Unholy Land

Traduction: Julien Bétan

Au tout début du XXème siècle, le sixième congrès sioniste avait autorisé une expédition en Afrique orientale britannique pour déterminer de sa pertinence en tant que patrie juive. Le gouvernement britannique avait proposé d’installer les Juifs sur un haut-plateau en Ouganda à l’époque, au Kenya aujourd’hui. Le climat clément aurait convenu aux populations d’origine européenne. On sait que ce choix ne se fit pas, la grande majorité voulant s’installer sur la terre dite promise. Cet épisode “Ouganda” n’est plus qu’une amusante anecdote. Pourtant dans une autre chronologie, dans une autre Histoire, les Juifs sont réellement partis coloniser une petite partie de l’Afrique et c’est ce que Lavie Tidhar, auteur de SF né dans un kibboutz et vivant actuellement en Angleterre nous raconte dans cet extraordinaire “Aucune terre n’est promise”, roman qui décoiffe salement et interroge gravement.

Les plus grands chocs littéraires se produisent souvent quand on sort de sa zone de confort, de son petit univers douillet. Les uchronies, pas ma tasse de thé, une fois les curiosités initiales avalées , l’histoire ne tient pas souvent la route. La kabbale, pas mon shot de vodka, trop loin du Texas ou de l’Arizona. La question juive pas ma weed… Et pourtant quel bouquin !

“Berlin. Lior Tirosh, écrivain de seconde zone, embarque pour la Palestina, fuyant une existence minée d’échecs. Il espère retrouver à Ararat City la chaleur du foyer, mais rien ne se passe comme prévu : la ville est ceinturée par un mur immense, et sa nièce, Déborah, a disparu dans les camps de réfugiés africains. Traqué, soupçonné de meurtre, offert en pâture à un promoteur véreux, Lior est entraîné malgré lui dans les dédales d’une histoire qu’il contribue pourtant à écrire.”

Lavie Tidhar (double de Lior Tirosh?) a choisi le polar pour entrer dans ce roman. Et le parcours erratique et chaotique de Lior pour retrouver sa nièce va donner l’occasion à l’auteur de faire la leçon du sionisme, de la politique d’Israël en montrant qu’en Afrique aussi, les mêmes causes produisent les mêmes effets: haine des populations expulsées, relations diplomatiques très difficiles avec les pays voisins, un état guerrier ultranationaliste, un terrorisme aveugle… Le tableau est laid et salopé un peu plus par la création d’un mur de protection qui finalement emprisonne, prône le repli sur soi. Le style est impeccable et la lecture se révèle particulièrement addictive mais on se demande aussi s’il y avait vraiment besoin de créer tout un monde pour un polar si souvent déjà lu.

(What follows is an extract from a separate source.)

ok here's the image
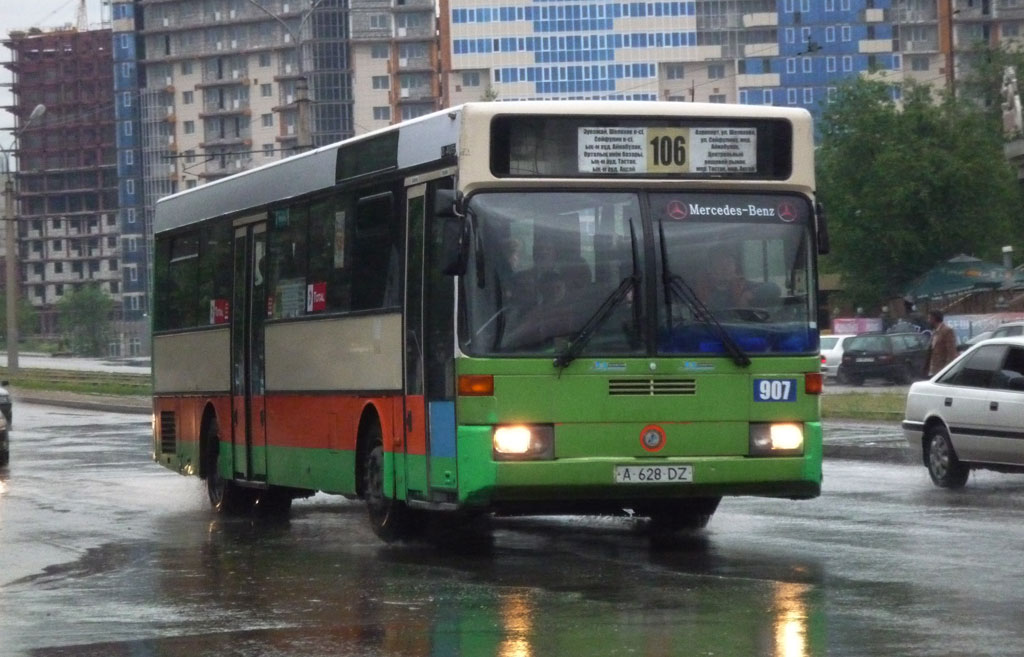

 Et puis tout d’un coup, ça fuse… on change de monde, de mondes… Il existe des mondes parallèles et Lior comme Bloom le flic qui le surveille, font partie d’une minorité qui peut “glisser” d’un monde à l’autre, et d’une époque à l’autre. Alors les plus cartésiens d’entre nous s’écrient déjà qu’ils ne partiront pas dans ce genre de délires et pourtant, une fois de plus, c’est très sensé, le plus souvent juste évoqué pour raconter certains moments de l’histoire juive et ce qu’il aurait pu advenir si certains choix avaient été faits ou non. Bien sûr, ceux qui connaissent la Kabbale apprécieront encore plus une lecture baignée parfois de poésie pour apaiser le vertige vécu. Par ailleurs, tout lecteur acceptant un petit effort pour s’adapter à la forme choisie, sera séduit par la pertinence du “montage”, par l’écriture techniquement virtuose, par le soin mis à éblouir, à enchanter, à déstabiliser.

Avant tout roman sur l’histoire des Juifs, ”Aucune terre n’est promise” interroge aussi sans bornes les néophytes, séduit par la force de l’écriture, l’imagination florissante et s’universalise par les questions qu’il pose, les interrogations qu’il impose. Un roman rare !

Clete

PS: Merci à ma bonne fée Aurélie de l’agence “Un livre à soi” pour son conseil et sa relance très justifiée.